While complementing current BPCI and CRJ programs, CMS is addressing potential advantages and disadvantages to certain overlapping of programs, geographic regions (MSAs) and hospitals. For example, acute care hospitals participating in BPCI Models 2 and 4 for hip and femur procedures and for all three BPCI cardiac episodes (AMI, PCI and CABG) will not be included for selection for the new EPMs. SHFFT EPMs will be implemented in the same 67 geographic MSAs where the CJR model is currently implemented. AMI and CABG EPMs will be implemented together in 98 MSAs selected based on specific criteria to avoid overlap with other payment initiatives such as BPCI models and AMI/ CABG procedure volumes.
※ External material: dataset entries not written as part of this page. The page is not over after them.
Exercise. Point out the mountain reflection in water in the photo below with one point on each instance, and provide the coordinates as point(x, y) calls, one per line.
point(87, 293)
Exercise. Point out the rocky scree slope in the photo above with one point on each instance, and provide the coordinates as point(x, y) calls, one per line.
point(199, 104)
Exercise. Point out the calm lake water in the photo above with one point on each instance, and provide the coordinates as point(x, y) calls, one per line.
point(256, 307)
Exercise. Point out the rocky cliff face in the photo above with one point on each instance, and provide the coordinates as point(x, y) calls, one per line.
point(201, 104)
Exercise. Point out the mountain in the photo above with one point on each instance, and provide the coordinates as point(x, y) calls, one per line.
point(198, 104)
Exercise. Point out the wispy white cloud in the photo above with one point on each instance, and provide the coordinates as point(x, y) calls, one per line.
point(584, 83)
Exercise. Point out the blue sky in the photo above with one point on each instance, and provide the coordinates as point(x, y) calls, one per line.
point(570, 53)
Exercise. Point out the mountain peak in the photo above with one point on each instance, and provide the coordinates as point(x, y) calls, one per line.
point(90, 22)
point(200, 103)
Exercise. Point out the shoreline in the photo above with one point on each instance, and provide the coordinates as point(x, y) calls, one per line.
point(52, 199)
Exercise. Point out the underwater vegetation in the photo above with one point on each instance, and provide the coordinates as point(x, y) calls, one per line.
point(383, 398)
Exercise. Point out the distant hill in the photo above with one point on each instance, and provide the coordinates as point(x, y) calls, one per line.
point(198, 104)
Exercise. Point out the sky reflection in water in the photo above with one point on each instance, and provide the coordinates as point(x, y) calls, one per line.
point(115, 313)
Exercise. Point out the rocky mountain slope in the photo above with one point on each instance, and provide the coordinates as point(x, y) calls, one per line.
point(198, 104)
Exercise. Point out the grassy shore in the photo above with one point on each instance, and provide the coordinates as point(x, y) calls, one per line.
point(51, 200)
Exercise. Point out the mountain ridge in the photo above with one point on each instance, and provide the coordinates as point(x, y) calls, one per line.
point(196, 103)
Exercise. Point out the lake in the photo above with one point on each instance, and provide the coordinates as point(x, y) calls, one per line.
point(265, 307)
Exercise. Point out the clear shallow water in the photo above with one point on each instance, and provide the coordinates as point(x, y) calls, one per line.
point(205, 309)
Hospitals and certain ACOs may share gains with other providers under the AMI, CABG and SHFFT models as EPM collaborators. Similar to other model programs, the adoption of certain waivers are also proposed, such as adopting waivers of the telehealth originating and geographic site requirements and allowing for in-home telehealth visits for the three EPMs; EPM-specific limits for post-discharge home nursing visits and the SNF 3-day stay waiver, and expanding the practitioners allowed to perform certain cardiac rehabilitation services. Hospitals' aligning with post acute providers and programs to effectively manage their EPM patients' post acute transition and treatment adherence and monitoring will be critical to the EPM program success.

The selected MSAs and hospitals will be announced with the publication of the final rule. CMS is requesting public comment on the proposed rule and on any alternatives considered, by October 3, 2016.